Strange character mapping when running in a cmd shell
Posted on 2004-03-25
I recently ran into a strange problem.
We had send an example of a command line invocation of our software to a customer, who cut and pasted it into a cmd shell (Windows XP). Sadly, it didn't work. The command line looked pretty normal, something like
prog.exe -opt1 -opt2 arg3 -opt3 arg3 etc.
The problem turned out to be that somewhere along the line between us and the customer, one of the dashes got converted from a regular ascii dash (0x2D) to an extended ascii dash (0x96). When the command line was pasted into the cmd shell, what the program got in the argv string was 8211 (0x2013). This completely messed up the string-handling functions and nothing worked of course.
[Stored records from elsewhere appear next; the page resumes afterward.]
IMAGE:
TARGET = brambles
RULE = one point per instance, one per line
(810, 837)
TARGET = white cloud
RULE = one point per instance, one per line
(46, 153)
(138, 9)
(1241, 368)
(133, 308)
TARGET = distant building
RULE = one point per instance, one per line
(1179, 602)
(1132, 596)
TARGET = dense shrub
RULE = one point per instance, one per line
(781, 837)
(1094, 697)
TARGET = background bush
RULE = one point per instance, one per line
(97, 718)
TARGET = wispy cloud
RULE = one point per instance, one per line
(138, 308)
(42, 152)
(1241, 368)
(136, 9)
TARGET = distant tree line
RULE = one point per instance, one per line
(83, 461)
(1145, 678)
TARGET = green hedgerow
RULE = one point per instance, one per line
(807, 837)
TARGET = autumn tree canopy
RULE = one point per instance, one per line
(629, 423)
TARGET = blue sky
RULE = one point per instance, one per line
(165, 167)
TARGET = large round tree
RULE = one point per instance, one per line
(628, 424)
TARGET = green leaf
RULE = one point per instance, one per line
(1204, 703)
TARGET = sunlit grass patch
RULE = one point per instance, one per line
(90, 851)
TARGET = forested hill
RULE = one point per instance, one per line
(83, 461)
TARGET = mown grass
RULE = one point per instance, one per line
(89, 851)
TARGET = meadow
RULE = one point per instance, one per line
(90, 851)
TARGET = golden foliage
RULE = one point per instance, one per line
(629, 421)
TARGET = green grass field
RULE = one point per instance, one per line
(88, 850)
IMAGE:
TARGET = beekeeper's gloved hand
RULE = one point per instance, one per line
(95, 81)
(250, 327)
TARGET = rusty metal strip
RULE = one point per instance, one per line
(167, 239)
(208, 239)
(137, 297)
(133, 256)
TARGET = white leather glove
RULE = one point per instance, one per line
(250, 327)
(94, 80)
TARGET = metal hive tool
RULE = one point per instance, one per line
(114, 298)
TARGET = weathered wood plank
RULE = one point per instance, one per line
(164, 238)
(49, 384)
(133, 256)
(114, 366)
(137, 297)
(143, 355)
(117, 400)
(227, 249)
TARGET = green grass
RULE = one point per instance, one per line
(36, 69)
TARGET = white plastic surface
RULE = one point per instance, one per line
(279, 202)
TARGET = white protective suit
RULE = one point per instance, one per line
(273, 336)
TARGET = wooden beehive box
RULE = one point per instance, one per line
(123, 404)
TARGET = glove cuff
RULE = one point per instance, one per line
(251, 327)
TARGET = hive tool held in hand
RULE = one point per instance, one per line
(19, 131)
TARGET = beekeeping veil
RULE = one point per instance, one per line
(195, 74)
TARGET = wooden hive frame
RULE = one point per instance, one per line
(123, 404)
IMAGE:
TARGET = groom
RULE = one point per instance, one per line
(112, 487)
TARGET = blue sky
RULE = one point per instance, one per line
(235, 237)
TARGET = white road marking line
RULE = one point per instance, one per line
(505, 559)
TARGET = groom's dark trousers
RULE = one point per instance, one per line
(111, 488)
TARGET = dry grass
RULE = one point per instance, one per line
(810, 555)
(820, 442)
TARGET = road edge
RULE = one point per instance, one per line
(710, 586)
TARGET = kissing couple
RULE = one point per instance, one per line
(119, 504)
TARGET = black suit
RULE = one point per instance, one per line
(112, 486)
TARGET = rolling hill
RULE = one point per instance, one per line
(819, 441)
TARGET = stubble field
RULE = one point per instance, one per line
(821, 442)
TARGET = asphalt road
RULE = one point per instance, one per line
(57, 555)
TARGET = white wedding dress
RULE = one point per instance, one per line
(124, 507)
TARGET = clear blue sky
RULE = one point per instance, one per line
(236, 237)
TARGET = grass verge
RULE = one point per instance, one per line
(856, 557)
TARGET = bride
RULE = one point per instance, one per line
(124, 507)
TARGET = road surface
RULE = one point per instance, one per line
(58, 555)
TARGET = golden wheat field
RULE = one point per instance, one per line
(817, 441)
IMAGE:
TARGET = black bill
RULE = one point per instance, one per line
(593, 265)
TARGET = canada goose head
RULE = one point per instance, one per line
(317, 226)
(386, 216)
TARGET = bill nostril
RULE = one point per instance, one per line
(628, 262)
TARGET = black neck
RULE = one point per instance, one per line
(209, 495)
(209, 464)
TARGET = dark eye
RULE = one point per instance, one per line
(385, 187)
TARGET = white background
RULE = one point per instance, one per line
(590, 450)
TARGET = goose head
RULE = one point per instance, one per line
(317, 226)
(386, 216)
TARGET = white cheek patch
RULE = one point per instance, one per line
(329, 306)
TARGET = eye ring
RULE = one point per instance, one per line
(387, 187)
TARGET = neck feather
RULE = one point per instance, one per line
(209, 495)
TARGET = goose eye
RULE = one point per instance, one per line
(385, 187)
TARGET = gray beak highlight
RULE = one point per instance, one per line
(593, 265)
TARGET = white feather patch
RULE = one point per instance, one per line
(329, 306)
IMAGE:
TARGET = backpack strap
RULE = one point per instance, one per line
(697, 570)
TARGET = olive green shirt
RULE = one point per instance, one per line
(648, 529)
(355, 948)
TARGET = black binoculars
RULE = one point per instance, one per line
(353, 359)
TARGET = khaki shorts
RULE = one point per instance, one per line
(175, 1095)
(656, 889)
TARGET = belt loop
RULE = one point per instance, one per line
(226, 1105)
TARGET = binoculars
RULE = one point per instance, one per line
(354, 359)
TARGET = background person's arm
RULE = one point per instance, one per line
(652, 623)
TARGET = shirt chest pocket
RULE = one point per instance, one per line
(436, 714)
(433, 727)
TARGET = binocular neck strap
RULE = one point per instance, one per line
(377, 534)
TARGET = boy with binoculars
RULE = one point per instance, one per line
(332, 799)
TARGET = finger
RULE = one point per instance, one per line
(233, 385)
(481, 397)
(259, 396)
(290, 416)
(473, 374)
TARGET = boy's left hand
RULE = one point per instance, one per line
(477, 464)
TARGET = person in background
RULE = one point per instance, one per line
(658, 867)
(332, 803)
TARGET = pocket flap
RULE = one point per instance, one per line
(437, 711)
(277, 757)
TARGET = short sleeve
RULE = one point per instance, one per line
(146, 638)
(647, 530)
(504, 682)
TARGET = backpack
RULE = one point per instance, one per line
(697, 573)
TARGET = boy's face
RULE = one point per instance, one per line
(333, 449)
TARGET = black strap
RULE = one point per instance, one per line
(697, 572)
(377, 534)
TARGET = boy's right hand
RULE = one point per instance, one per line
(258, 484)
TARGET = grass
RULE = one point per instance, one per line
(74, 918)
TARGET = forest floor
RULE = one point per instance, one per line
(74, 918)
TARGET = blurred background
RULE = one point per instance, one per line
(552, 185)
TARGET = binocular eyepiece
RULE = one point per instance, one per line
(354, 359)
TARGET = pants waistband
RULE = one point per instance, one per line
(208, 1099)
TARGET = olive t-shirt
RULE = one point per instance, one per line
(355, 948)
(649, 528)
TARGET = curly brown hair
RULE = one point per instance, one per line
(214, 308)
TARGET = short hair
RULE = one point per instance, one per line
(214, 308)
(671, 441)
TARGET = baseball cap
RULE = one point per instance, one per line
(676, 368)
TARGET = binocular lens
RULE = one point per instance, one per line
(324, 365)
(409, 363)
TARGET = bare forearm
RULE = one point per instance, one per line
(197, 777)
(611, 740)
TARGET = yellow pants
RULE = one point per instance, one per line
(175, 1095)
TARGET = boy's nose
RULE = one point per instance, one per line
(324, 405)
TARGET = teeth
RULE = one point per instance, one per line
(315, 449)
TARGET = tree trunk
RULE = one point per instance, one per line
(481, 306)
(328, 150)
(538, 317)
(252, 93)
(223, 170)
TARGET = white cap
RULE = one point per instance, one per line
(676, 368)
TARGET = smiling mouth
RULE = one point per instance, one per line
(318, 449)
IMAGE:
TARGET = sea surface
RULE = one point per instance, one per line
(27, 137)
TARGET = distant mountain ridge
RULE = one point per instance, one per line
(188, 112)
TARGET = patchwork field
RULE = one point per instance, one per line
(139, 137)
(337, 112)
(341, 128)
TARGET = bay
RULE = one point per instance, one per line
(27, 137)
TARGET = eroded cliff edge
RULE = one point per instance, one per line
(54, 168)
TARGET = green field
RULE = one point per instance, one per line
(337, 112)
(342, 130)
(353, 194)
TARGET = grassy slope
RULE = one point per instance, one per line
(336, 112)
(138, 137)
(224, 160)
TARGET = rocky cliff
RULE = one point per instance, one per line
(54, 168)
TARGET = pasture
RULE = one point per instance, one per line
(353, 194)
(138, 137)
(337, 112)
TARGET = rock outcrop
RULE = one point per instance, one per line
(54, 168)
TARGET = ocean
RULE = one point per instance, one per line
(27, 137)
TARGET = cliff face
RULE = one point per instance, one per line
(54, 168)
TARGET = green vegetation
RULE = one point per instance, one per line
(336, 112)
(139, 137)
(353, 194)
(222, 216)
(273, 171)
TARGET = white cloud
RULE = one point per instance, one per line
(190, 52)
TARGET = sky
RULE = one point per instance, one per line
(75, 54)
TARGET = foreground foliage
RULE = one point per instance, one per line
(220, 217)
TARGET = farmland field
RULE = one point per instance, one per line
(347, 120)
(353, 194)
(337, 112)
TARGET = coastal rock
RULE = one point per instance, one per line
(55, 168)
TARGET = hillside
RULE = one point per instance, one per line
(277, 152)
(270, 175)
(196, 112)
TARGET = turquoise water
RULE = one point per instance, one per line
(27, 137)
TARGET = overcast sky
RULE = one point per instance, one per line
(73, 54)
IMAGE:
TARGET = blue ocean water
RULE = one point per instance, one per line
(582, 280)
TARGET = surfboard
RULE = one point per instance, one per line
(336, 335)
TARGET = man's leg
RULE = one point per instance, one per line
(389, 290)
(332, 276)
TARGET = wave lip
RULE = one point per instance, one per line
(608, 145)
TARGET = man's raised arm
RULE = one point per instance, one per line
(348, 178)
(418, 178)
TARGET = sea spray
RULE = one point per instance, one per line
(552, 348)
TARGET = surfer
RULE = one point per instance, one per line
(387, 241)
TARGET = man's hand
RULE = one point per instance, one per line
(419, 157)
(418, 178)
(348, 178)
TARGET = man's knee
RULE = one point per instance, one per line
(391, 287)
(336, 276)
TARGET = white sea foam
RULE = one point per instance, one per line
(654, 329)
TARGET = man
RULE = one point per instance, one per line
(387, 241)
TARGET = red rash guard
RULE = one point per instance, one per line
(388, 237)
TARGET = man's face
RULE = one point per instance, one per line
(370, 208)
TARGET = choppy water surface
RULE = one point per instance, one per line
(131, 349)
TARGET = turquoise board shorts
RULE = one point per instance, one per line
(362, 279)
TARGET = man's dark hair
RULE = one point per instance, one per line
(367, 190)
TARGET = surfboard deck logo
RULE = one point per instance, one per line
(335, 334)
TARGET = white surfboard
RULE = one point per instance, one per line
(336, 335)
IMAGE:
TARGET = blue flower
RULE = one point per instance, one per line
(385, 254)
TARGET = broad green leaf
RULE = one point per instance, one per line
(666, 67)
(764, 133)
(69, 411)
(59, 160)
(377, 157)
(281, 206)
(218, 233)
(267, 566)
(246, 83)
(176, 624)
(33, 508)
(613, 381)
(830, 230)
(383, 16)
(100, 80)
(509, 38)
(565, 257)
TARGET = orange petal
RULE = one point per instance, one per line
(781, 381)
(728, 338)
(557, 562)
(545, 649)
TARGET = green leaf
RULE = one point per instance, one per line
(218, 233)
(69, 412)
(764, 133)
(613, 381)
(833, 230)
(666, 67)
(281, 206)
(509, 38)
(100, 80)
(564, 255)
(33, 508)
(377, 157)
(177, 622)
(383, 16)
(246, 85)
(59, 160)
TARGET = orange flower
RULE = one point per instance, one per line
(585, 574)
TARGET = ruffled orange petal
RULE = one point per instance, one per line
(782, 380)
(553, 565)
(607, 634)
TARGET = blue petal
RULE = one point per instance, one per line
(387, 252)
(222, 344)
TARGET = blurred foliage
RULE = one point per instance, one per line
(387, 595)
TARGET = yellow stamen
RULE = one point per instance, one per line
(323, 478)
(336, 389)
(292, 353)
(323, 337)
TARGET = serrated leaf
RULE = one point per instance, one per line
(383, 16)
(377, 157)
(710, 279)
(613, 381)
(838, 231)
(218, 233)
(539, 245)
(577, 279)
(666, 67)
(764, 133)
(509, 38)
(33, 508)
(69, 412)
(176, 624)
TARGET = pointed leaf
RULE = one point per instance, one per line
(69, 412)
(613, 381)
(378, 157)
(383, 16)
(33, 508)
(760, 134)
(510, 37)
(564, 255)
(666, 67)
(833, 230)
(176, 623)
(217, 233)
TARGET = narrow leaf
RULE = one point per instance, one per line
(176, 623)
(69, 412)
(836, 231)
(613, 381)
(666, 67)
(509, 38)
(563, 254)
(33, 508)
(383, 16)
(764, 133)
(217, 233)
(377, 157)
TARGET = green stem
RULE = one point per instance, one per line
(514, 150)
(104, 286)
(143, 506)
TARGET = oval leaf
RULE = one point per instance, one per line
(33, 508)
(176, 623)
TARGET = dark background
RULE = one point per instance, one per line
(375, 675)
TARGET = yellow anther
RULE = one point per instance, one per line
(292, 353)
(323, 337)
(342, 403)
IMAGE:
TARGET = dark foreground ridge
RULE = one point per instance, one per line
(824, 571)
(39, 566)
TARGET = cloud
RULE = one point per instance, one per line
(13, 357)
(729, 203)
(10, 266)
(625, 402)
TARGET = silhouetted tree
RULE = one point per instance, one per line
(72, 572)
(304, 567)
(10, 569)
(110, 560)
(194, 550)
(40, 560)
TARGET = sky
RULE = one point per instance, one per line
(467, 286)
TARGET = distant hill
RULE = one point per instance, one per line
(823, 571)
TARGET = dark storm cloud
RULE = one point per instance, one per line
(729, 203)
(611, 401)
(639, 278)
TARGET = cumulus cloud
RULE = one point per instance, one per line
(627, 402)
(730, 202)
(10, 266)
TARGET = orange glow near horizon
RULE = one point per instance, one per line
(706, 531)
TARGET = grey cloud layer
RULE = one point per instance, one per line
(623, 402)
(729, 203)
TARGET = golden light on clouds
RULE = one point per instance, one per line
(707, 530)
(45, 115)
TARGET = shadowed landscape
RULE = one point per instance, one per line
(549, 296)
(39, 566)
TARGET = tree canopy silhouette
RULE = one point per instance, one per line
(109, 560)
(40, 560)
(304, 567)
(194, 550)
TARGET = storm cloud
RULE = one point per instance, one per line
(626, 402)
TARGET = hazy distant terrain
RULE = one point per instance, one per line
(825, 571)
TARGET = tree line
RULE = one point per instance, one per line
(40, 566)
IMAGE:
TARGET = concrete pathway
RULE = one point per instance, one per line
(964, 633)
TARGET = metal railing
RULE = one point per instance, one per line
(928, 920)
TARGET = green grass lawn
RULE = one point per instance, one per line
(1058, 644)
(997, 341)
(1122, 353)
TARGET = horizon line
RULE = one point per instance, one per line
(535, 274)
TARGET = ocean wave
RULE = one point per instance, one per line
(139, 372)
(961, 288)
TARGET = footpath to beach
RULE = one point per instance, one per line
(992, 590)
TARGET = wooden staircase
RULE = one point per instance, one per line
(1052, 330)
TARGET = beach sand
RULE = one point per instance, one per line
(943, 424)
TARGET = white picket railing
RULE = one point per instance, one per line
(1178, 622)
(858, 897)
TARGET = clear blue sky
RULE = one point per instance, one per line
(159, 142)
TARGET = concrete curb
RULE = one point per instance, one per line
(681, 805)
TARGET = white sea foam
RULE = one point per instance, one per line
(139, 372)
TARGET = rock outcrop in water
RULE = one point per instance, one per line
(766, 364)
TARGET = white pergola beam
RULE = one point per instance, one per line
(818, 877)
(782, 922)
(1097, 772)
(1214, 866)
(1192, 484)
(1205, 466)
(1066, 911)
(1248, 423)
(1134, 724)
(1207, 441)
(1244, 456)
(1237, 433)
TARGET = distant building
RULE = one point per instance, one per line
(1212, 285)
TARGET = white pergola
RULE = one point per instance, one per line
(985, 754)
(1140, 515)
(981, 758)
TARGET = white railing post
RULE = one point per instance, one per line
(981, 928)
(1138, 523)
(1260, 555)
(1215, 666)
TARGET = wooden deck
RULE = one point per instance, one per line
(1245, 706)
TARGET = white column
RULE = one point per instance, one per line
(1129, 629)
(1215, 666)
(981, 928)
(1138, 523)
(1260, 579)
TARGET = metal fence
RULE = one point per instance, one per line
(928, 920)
The program is unicode, the main function declaration looks like
int wmain(int argc, wchar_t* argv)
All string manipulations are done using the unicode versions of the functions.
So the question is:
Why/how did the extended dash character get converted from 0x96 to 0x2013, instead of 0x0096 like the regular ascii characters?
How do I map back from 0x2013 to 0x002D (or even 0x0096)? Obviously, I can run every extended ascii character through the command line, see what winds up in the strings, and build a big case statement to convert back to ascii, but I'm looking for something more algorithmic in nature.
OK, that's 2 questions. :)